3. Information retrieval
Information deals with uncertain representations of the semantics of objects (text, images).
For example: Finding relevant information from a large document.
TEXT CLASSIFICATION
Several prediction approaches are being employed in Software engineering discipline like
correction cost prediction test effort prediction, quality prediction, security prediction,
reusability prediction, fault prediction and energy prediction. However, the aforementioned
approaches have only reached initial phase and further research is required to be steered to
attain at the quantity of robustness. Software bug prediction is out and away the foremost
prevalent research field in these approaches for prediction and lots of research centers have
initiated new projects during this field. Software metrics and fault data are accustomed
predict the models that are buggy.
Bugs are often introduced in any level of software development they'll come from design or
coding, or external environment Depending upon the character of faults, some faults in
software can cause anything from a straightforward miscalculation to a full system collapse.
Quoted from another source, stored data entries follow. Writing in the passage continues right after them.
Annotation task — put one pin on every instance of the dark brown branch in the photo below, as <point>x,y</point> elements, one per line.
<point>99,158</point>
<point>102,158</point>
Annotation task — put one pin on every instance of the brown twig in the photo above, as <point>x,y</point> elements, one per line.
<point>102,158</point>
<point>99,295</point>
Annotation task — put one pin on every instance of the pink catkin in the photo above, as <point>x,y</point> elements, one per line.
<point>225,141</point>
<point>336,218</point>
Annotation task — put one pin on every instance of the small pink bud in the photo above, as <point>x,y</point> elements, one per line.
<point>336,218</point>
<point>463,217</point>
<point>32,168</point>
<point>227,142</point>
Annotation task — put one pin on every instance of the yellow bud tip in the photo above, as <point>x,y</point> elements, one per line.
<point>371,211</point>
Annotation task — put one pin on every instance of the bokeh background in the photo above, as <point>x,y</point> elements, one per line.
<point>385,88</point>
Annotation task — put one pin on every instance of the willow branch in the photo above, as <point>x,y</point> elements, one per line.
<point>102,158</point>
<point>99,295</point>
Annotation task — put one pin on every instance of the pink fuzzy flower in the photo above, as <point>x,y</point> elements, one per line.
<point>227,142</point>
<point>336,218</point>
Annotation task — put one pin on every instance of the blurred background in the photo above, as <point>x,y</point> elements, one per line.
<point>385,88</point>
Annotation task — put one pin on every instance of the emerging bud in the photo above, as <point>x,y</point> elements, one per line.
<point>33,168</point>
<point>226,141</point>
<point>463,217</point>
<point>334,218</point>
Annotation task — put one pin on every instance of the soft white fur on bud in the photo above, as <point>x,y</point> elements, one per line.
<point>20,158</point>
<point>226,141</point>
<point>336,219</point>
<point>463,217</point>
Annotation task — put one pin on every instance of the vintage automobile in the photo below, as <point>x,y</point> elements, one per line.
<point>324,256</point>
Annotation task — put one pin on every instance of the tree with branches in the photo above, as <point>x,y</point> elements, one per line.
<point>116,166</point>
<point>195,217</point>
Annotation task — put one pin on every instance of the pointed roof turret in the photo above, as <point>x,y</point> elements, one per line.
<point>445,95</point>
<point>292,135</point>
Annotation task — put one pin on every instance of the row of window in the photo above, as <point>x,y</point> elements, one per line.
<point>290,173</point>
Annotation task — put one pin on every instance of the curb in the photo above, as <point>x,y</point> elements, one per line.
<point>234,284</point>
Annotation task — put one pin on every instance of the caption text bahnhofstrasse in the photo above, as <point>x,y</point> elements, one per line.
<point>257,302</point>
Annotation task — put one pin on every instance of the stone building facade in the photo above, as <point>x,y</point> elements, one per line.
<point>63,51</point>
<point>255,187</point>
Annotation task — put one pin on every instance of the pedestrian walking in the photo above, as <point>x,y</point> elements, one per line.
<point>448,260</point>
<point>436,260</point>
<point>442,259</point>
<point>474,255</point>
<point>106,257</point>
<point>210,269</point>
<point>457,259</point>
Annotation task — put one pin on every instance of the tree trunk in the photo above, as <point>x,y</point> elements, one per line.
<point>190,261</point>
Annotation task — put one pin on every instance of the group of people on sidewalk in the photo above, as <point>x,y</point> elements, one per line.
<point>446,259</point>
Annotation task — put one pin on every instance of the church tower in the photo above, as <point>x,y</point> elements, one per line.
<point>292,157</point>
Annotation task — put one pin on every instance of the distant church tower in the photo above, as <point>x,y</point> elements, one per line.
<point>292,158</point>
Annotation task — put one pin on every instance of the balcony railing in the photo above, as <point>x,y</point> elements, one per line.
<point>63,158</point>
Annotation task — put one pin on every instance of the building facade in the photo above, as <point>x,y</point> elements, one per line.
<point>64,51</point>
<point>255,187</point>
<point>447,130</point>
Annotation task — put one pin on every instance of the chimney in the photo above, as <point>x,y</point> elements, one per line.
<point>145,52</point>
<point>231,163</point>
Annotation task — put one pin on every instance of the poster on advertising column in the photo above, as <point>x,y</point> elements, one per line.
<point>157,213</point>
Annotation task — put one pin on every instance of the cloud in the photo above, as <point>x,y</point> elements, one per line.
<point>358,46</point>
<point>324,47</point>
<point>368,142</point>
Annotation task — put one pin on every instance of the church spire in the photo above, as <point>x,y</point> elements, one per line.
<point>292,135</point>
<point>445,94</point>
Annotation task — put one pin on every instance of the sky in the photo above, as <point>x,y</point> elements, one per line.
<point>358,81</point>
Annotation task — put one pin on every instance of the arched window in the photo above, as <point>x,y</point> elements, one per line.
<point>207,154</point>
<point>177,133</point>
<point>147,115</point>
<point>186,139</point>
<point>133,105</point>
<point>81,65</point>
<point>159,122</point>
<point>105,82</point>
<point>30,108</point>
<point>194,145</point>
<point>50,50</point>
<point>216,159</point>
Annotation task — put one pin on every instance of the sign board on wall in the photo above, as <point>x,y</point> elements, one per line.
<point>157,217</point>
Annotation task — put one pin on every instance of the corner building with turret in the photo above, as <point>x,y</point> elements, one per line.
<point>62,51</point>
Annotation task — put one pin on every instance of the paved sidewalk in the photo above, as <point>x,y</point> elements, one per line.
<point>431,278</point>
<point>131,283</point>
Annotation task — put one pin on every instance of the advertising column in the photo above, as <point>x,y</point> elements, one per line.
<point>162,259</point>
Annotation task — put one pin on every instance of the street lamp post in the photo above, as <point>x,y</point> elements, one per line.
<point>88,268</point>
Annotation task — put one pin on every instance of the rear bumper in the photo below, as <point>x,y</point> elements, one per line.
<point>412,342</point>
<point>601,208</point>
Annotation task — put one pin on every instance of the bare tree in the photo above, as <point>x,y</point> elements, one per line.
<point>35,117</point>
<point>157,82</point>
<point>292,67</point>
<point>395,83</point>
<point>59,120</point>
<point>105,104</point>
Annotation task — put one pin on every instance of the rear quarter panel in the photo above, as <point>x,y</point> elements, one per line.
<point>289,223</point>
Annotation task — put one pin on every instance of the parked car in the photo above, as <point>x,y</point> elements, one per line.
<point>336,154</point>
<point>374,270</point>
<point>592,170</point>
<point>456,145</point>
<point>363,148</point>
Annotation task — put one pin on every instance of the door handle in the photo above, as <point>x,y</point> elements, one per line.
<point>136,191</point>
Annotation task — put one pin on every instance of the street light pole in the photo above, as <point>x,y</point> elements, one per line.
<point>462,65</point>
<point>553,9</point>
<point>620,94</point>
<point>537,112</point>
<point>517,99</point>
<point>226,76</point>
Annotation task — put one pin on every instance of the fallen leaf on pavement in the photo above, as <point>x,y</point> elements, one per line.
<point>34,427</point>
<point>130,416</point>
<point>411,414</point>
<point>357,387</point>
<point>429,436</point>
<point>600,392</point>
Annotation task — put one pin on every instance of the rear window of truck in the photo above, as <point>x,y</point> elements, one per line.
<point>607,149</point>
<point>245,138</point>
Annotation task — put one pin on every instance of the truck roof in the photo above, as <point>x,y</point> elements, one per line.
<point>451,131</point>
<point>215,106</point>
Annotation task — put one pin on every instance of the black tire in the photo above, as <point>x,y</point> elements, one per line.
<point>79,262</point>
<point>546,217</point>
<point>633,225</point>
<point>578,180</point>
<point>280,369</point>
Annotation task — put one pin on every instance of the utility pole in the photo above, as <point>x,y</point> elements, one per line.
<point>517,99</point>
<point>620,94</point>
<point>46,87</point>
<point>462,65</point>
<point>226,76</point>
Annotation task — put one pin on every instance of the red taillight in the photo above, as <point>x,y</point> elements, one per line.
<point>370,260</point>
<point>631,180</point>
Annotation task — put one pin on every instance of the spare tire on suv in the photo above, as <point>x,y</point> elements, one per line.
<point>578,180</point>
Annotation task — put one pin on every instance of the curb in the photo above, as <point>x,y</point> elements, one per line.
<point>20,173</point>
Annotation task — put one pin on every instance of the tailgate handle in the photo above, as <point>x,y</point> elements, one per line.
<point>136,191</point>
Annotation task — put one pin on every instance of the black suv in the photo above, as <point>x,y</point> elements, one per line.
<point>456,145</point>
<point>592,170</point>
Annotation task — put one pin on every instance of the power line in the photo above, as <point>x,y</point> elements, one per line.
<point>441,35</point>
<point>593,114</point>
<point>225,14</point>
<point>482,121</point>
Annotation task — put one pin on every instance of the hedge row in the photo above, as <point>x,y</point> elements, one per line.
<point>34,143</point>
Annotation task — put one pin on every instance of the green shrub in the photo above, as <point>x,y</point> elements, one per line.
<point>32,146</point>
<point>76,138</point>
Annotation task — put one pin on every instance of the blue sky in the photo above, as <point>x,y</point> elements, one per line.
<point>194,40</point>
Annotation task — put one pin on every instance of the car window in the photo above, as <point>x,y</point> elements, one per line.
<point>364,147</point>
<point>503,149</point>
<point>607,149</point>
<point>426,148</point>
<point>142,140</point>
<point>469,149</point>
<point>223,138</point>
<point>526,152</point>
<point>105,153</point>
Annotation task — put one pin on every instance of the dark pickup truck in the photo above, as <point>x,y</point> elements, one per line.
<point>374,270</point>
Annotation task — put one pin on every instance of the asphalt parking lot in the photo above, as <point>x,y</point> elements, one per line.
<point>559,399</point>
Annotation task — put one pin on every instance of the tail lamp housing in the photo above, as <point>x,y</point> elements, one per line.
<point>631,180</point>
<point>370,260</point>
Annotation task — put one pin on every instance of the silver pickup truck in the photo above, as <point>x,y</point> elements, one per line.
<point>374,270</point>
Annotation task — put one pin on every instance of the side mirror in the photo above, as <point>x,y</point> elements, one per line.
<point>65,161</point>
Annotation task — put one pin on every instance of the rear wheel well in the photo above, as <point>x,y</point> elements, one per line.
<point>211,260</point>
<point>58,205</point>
per a survey detection and removal of software’s faults cover around 50% of the general
project budget therefore, finding and fixing faults as early as possible may save many
software development cost. It helps in identifying the fault proneness in software modules
while testing phase using some underlying properties regarding the code. Consequently, helps
in allocating testing resources efficiently and thoroughly.
27
The existence of software bugs affects mainly on software reliability, quality and
maintenance cost. For achivement of the bug-free software is additional task, even when the
software is applied carefully to data because most of time the hidden bugs are for additional
developing software bug prediction model which could predict the buggy modules within the
primary phase may be a true challenge in software engineering.
Software bug prediction is additionally a necessary activity in software development. this
may be because predicting the buggy modules before software deployment achieves the user
satisfaction, improves the software performance. Moreover, prediction of the software bug
firstly improves software adaptation to different environments and increases the resource
utilization.
Various techniques are proposed to tackle Software Bug Prediction (SBP) problem. the
foremost known techniques are Machine Learning (ML) techniques. The Machine Learning
techniques are extensively utilized in SBP to predict the buggy modules supported previous
bug data, essential data metrics and different software computing techniques.
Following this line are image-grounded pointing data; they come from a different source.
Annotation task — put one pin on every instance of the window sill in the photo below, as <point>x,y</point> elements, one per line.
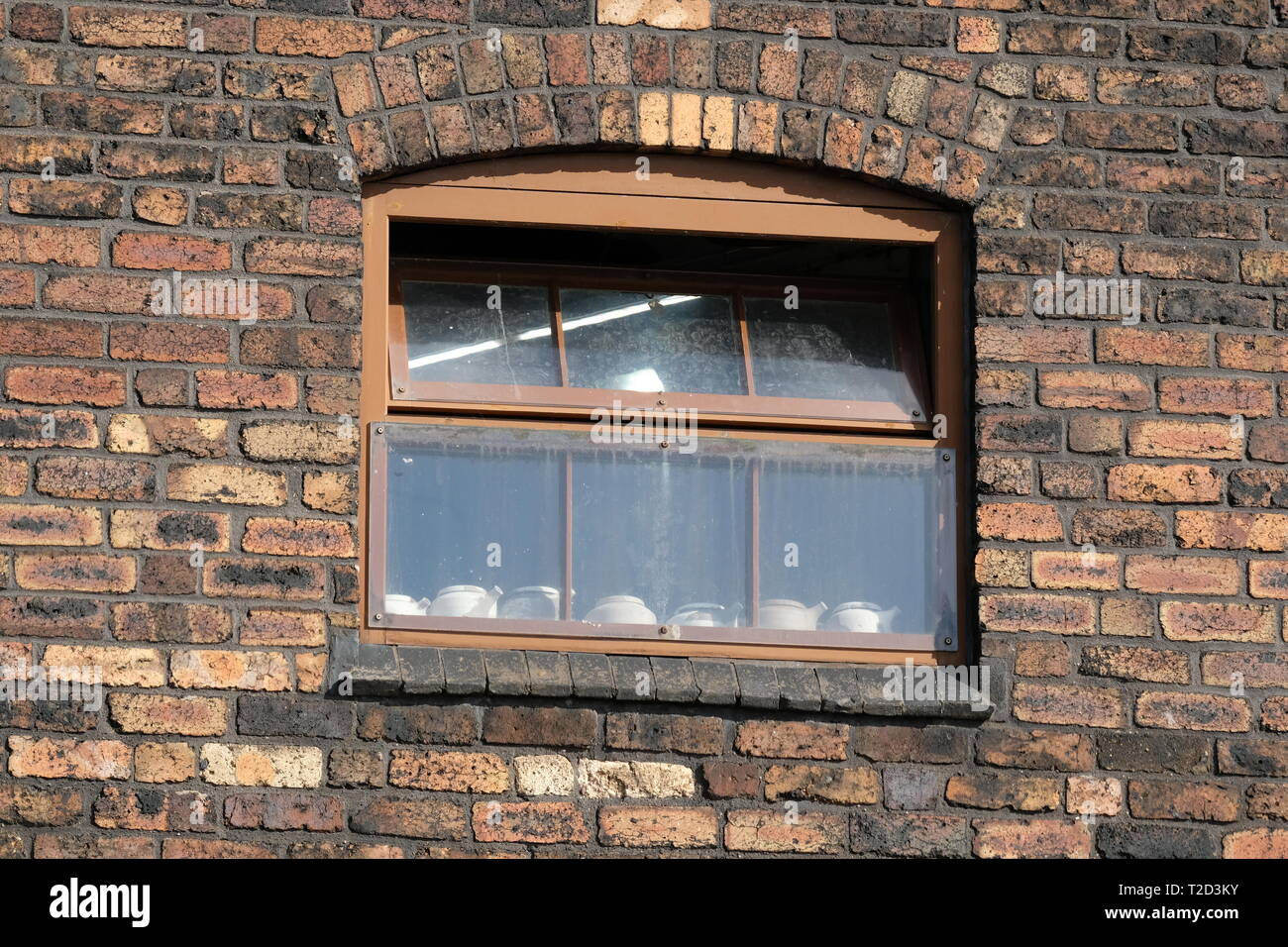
<point>417,671</point>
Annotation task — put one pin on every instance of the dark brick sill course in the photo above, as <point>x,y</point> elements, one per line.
<point>389,671</point>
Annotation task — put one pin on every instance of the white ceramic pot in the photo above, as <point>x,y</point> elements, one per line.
<point>621,609</point>
<point>531,602</point>
<point>404,604</point>
<point>703,615</point>
<point>854,616</point>
<point>462,600</point>
<point>790,615</point>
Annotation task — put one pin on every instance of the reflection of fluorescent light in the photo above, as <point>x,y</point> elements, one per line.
<point>643,380</point>
<point>454,354</point>
<point>450,355</point>
<point>625,311</point>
In this, four supervised ML learning classifiers are wont to evaluate the ML capabilities in
SBP. The study discussed Naïve Bayes (NB) classifier, Support Vector Machine(SVM),
Decision Tree (DT) classifier and Artificial Neural Networks (ANNs) classifier.The
discussed ML classifiers are applied to the dataset. In addition to, this we compare between
NB classifier, DT classifier and ANNs classifier.
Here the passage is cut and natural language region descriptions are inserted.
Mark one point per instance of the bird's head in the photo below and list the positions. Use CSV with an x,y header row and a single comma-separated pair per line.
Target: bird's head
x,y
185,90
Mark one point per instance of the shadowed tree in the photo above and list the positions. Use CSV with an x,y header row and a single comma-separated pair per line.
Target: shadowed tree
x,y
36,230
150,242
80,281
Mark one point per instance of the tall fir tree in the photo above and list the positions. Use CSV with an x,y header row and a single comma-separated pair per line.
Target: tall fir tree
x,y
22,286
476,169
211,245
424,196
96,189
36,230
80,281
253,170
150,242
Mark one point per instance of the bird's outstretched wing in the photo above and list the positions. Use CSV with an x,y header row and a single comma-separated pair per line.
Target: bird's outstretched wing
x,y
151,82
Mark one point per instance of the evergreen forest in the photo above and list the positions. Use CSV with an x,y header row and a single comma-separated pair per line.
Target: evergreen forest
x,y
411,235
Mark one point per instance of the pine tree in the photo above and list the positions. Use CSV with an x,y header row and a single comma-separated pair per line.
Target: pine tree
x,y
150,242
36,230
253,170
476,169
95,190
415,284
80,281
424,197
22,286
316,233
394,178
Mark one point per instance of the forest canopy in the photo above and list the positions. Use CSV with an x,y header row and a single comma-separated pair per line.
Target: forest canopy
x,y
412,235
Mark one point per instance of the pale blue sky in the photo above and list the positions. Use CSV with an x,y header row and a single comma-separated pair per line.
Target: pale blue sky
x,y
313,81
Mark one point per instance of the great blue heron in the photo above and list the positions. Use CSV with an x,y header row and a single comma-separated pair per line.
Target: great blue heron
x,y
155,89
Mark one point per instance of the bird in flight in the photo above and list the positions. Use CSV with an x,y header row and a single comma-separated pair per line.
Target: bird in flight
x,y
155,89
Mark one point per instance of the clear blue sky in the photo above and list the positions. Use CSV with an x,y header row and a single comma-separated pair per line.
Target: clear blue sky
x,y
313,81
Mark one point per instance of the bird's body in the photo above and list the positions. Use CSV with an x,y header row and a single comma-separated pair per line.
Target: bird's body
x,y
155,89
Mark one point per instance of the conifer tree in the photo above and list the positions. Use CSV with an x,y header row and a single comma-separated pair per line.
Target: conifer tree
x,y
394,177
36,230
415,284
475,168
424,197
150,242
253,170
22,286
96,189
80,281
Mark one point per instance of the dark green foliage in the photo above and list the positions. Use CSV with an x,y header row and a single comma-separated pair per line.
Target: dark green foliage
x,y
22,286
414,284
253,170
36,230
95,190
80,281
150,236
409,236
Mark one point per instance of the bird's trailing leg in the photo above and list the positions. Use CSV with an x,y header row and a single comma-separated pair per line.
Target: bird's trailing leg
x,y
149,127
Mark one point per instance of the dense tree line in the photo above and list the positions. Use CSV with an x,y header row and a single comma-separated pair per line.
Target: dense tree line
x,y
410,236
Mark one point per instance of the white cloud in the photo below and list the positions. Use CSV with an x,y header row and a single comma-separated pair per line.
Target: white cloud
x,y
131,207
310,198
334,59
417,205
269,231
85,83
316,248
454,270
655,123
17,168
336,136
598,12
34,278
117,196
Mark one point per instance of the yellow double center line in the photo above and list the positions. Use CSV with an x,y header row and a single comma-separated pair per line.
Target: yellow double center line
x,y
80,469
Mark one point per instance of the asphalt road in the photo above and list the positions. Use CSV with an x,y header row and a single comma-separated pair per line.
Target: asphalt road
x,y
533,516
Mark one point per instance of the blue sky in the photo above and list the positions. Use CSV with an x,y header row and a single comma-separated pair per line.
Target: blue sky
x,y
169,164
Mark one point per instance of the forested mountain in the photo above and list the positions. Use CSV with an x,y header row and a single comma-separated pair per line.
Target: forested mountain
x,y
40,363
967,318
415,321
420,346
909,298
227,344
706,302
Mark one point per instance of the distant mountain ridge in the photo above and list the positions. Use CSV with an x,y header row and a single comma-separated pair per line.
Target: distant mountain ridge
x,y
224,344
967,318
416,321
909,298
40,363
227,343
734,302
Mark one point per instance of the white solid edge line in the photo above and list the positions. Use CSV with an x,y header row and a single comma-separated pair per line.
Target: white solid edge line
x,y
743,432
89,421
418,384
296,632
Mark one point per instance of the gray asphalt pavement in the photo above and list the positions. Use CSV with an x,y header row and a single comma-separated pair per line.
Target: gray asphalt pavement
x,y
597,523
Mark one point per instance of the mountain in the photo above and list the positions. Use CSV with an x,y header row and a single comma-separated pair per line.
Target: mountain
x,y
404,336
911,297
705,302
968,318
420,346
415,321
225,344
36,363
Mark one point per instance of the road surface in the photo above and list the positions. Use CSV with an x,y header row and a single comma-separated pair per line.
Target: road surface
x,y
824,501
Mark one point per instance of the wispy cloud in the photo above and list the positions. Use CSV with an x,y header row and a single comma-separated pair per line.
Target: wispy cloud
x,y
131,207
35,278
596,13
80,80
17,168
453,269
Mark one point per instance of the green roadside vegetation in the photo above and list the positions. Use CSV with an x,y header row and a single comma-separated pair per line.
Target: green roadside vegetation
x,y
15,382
The comparison supported different evaluation measures like accuracy, precision, recall, F-
measures and also the ROC curves of the classifiers. Abundant research has been tired the
past to construct and evaluate the fault prediction models to predict the faulty modules within
the software systems. Many statistical and machine learning techniques had been proposed
and studied to predict the faults in an exceedingly software. These techniques include
Logistic Regression, Discriminant Analysis, Classification Trees, Case-based Reasoning,
Bagging, Boosting, and SVM.
Most of the earlier software bug prediction studies have predicted the bug proneness of the
software sub-modules in terms of buggy also as non-buggy. There are quite a lot of disputes
with this binary class classification. whether or not the performance of the anticipated models
28
were reported excellent, the interpretation of the finding is hard to put into the right usability
context, idea and identification of the amount of bugs per module. The subsequent insights of
measures of assesment confirmed the prescient exactness and consistency of the
manufactured bug expectation models. Software bug forecast plans to anticipate the bug
inclined programming modules by utilizing some hidden properties of the merchandise
framework. it's planned to enable them to streamline the merchandise quality confirmation
endeavours and furthermore intended to advance the merchandise fault distinguishing proof
and expulsion endeavours and value. Commonly, programming issue forecast is performed
via preparing the expectation models utilizing venture properties loaded down with fault data
for a known task and through this manner, utilizing the prepared model to foresee
shortcomings for the obscure project. The proposed framework initially recognized the fault
dataset qualities of the given programming and thus the seeable of these distinguished
attributes the suggestion with relation to the appropriateness of fault expectation procedure is
given. Thus, if there isn't any critical change within the fault attributes for a given discharge
at that point there won't be change within the proposal with relation to fault forecast
strategies. Yet, for true, there is a stimulating change within the bug datasets qualities then
the proposal with relation to the bug expectation procedures is modified.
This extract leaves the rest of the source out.